In other words, if the rating house uses a 5-tier system and gives an overweight recommendation, this is better than a hold rating but not as good as a buy rating.
On the flip side, if he weighs a stock with underweight, the analyst does not recommend selling the stock yet, but chances are that with the next earnings release, the rating could finally drop from underweight to sell.
What would be the finance world without variations? There is also a variation of the five-tier rating system. In the first version above, you see that the overweight and underweight came in between the buy and hold and also between the hold and sell rating of the 3-tier rating system.
The alternative stays with the three-star rating system terms in the same order but adds two variations. Instead of overweight and underweight in between, it adds the words strong to the buy and sell recommendation:
- Strong Buy
- Strong Sell
- The components of the three-tier rating system are included in all rating systems. Those are buy, hold and sell.
- Rating firms who want to be more diversified about their ratings might expand the rating system from 3 tiers to 5 tiers.
- There is no specific wording classification that’s similar across all analysts, banks and financial institutions. That’s why you find different wordings across multiple rating sources.
- The analyst rating can still hold true even if a stock price falls. If the benchmark index fell by 50%, the rated stock fell by 40%, and the analyst said “overweight,” he still was right since the stock performed better than the overall market.
What The Term Weight Means for the Stock Rating
The term weight in stock means that the analysts who initiated the rating expect the stock performance between neutral + buy and neutral + sell. Being overweight is better than neutral, but not a buy recommendation yet. Underweight is worse than neutral, but not a sell recommendation yet.
Why Does the Weight Reference Exist
Investment firms hire stock analysts to analyze intensively and research stocks to come up with a rating. They use software to analyze the company fundamentals and charts. The weight rating is added to expand the traditional buy, neutral, and sell ratings by overweight and underweight.
The weight rating shell helps investors when rebalancing their investment portfolio. Diversification of a stock portfolio is important. That’s why many investors hold multiple stocks. All investors are interested in holding stocks that perform better than the average. The weight rating intends to help investors to understand what the analyst expects about the performance of the stock relative to the benchmark indices.

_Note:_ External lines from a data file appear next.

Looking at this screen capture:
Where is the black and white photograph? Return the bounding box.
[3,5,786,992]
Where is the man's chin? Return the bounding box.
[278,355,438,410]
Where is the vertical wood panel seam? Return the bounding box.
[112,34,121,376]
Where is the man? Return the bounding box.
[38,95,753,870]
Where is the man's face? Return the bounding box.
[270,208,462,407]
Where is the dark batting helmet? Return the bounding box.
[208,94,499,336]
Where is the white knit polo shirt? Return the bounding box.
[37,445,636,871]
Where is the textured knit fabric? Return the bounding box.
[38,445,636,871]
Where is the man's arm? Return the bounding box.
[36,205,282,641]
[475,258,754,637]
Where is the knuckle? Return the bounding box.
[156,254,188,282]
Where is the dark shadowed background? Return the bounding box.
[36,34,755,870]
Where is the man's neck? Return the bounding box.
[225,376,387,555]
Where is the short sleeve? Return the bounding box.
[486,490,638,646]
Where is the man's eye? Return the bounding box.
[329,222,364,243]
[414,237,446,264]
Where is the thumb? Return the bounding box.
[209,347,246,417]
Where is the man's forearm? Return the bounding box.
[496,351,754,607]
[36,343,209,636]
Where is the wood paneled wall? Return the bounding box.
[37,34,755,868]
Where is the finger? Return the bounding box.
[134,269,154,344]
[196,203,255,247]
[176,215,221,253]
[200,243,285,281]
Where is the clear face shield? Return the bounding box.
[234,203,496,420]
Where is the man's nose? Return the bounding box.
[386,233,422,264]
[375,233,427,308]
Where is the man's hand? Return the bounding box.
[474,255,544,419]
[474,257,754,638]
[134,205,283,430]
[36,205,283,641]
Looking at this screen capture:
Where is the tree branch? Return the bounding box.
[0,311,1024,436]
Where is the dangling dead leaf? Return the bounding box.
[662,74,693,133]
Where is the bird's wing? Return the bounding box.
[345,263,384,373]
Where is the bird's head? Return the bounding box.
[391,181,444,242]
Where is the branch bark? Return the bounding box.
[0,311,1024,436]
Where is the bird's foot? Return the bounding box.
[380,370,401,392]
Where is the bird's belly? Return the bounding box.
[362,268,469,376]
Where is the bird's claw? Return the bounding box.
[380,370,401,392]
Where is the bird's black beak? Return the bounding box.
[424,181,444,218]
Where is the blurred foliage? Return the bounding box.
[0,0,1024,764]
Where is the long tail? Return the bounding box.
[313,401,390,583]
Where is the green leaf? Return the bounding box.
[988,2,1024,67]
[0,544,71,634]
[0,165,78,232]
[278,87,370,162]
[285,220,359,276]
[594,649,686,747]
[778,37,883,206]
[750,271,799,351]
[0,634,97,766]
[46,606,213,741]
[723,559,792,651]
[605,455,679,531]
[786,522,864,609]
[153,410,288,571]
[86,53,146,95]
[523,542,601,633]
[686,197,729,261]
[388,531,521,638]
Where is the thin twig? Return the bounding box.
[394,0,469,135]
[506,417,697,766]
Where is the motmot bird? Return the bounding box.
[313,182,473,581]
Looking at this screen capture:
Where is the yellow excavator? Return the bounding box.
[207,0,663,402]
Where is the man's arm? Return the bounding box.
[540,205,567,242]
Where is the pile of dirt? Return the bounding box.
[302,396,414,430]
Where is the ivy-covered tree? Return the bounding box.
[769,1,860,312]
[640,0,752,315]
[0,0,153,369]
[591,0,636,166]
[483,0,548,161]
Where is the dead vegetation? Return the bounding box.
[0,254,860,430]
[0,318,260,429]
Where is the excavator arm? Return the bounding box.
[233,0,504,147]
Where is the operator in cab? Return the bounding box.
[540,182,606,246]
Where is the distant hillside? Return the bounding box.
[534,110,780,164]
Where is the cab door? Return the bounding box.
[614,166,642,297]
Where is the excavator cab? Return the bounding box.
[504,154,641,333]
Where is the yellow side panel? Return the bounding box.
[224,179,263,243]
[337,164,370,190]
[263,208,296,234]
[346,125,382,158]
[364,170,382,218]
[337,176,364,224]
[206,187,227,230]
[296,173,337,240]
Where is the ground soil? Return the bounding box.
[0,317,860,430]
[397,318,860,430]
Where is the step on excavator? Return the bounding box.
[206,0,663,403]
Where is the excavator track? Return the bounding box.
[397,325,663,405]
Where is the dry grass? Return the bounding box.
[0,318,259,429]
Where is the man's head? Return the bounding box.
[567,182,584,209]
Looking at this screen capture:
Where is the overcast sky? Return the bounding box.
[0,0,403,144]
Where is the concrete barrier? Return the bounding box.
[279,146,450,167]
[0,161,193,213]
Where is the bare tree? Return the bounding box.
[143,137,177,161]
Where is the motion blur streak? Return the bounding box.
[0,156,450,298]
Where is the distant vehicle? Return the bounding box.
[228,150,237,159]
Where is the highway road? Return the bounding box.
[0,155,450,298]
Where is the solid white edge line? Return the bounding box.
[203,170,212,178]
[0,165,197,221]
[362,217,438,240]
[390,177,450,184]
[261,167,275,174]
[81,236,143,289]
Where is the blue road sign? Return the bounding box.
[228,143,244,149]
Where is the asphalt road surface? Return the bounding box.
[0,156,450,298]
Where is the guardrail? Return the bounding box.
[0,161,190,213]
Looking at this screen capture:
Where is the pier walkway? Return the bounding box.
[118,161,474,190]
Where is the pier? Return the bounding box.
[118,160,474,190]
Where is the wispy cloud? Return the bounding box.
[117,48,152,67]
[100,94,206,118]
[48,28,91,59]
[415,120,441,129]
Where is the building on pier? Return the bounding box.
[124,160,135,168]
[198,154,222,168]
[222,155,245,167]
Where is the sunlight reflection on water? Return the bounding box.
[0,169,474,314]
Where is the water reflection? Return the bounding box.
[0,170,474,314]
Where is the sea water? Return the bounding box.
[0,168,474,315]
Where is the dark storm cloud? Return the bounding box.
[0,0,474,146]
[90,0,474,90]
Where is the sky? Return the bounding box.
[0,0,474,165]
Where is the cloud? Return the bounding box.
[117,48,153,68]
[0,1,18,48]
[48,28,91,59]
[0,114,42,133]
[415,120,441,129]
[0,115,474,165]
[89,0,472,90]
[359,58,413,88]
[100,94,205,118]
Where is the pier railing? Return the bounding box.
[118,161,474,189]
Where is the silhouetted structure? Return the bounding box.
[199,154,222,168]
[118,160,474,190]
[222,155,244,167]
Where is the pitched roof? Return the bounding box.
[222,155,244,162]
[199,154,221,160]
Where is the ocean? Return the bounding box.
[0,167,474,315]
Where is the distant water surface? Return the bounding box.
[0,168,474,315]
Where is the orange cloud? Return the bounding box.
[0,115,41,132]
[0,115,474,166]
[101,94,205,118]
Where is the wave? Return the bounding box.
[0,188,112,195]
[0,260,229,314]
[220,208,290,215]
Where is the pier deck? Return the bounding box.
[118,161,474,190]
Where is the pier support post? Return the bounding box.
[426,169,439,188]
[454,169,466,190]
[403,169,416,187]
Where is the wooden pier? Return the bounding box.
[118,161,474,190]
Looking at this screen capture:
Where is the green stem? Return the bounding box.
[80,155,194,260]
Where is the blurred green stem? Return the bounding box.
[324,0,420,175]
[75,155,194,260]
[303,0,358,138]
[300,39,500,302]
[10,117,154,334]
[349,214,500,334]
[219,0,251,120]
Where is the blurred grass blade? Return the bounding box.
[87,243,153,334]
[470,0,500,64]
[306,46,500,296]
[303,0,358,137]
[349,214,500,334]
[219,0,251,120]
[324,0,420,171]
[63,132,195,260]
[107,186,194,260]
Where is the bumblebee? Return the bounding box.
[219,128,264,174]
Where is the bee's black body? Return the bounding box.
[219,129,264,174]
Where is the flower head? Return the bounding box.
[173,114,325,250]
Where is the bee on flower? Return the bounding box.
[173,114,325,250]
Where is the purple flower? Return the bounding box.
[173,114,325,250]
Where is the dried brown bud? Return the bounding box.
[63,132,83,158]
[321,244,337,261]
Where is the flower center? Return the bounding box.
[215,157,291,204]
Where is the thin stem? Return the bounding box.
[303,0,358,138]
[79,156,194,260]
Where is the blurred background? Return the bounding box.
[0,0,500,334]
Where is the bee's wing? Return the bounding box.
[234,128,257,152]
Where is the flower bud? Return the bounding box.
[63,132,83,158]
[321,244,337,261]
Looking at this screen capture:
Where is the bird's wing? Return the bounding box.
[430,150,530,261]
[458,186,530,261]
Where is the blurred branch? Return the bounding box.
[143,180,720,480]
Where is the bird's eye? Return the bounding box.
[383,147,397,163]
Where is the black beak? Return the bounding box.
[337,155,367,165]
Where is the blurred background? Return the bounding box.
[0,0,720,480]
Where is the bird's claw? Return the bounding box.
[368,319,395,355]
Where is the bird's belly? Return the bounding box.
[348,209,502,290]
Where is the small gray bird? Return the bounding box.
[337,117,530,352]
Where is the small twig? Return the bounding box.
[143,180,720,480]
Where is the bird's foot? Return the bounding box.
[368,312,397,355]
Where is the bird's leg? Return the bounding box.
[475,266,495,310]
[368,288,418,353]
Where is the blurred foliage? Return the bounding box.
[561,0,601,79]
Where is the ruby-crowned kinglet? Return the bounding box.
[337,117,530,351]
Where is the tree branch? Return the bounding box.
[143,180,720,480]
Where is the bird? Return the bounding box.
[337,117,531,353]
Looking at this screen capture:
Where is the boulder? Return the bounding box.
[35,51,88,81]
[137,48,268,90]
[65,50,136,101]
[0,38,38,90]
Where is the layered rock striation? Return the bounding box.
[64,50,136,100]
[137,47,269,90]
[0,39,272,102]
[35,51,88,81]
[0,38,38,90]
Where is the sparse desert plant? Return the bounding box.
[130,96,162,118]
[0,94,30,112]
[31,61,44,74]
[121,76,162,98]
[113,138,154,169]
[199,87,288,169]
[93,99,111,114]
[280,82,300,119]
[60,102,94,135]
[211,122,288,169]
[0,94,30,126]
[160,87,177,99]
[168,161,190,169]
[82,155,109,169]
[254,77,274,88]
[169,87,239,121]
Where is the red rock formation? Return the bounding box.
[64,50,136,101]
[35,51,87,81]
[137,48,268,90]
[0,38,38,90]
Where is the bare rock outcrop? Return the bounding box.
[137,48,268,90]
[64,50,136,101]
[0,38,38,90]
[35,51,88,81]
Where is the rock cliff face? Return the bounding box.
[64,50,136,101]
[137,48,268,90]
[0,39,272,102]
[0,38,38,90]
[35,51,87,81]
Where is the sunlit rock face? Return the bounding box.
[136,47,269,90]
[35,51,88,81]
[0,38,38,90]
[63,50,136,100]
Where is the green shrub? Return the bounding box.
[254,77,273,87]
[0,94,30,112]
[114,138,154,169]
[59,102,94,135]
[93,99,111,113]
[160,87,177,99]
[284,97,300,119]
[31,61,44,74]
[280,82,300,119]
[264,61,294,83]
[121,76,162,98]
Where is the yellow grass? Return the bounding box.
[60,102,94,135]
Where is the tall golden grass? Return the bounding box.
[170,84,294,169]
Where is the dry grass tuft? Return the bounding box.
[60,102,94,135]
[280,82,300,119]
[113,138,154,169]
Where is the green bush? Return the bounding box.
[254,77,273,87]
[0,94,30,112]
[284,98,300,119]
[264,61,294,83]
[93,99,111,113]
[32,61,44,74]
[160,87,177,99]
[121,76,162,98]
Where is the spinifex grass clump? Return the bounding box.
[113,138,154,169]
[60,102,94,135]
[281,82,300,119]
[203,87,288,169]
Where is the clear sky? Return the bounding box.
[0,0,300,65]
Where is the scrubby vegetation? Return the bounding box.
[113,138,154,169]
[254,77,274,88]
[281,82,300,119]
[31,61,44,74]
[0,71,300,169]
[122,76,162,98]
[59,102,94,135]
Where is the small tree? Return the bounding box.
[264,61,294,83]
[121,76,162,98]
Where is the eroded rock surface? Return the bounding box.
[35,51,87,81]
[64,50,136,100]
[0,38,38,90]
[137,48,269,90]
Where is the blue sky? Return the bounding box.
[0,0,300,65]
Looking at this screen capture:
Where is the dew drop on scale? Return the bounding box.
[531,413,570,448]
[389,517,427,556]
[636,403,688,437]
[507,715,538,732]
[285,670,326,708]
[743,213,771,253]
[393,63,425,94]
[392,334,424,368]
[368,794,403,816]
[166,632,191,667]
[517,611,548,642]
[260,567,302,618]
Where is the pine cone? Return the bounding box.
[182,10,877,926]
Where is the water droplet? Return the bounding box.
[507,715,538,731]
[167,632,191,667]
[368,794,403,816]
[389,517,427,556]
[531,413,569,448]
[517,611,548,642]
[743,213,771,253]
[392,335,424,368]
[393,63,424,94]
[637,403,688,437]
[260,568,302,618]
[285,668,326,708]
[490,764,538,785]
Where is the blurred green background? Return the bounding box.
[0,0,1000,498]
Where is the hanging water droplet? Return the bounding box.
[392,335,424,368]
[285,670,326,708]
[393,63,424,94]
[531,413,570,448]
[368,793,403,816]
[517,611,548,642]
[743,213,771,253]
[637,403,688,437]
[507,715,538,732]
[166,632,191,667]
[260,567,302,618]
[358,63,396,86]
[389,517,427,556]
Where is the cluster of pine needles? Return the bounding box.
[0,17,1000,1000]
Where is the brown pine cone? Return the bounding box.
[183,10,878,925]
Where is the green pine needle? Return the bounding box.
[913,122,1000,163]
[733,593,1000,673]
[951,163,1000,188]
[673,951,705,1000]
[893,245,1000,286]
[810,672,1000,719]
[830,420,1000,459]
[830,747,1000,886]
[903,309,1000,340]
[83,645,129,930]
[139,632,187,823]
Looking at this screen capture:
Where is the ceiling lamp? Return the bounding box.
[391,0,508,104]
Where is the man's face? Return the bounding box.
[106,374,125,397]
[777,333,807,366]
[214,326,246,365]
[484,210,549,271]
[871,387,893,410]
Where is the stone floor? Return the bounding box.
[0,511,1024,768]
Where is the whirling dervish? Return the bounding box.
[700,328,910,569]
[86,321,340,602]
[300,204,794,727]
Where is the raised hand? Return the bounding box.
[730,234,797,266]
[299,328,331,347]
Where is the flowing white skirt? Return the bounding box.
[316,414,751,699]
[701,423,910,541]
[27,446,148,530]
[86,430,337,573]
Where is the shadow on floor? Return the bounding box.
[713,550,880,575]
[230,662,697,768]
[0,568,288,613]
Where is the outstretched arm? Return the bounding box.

The investor needs to decide whether to use the analyst rating or not, and it might help him to confirm his personal opinion. One thing to remember, though. If an analyst rates a stock, the rating is in comparison to his expectations relative to the overall market or indices and not a comparison to specific companies.
Market Leading Analysts
- D.A. Davidson
- TD Securities
- Wells Fargo
- Piper Sandler
- Morgan Stanley
Rating Guidelines vs. Buy Recommendations
Ratings are guidelines and not buy recommendations. While the analyst typically provides a profit target for the rated stock, he does not directly say buy it because it will make you money. Instead, he analyzes the stock and provides a rating based on his analysis.
The efficiency of ratings is difficult to track because analysts frequently change their opinion and neither provide an entry signal price nor a stop loss level, but only a potential profit target.
In contrast, a stock picking service directly names a stock and provides an exact entry price, stop-loss price and profit target. With such a trading service, or by using stock investment newsletters, you can directly measure the efficiency of the stocks and often see the entire history of previous stock picks and buy recommendations.
What Does Overweight Stock Mean Conclusion
An overweight stock rating means that the analyst who issued the rating expects the rated stock to perform better than the overall market but not that good that he would provide a buy rating.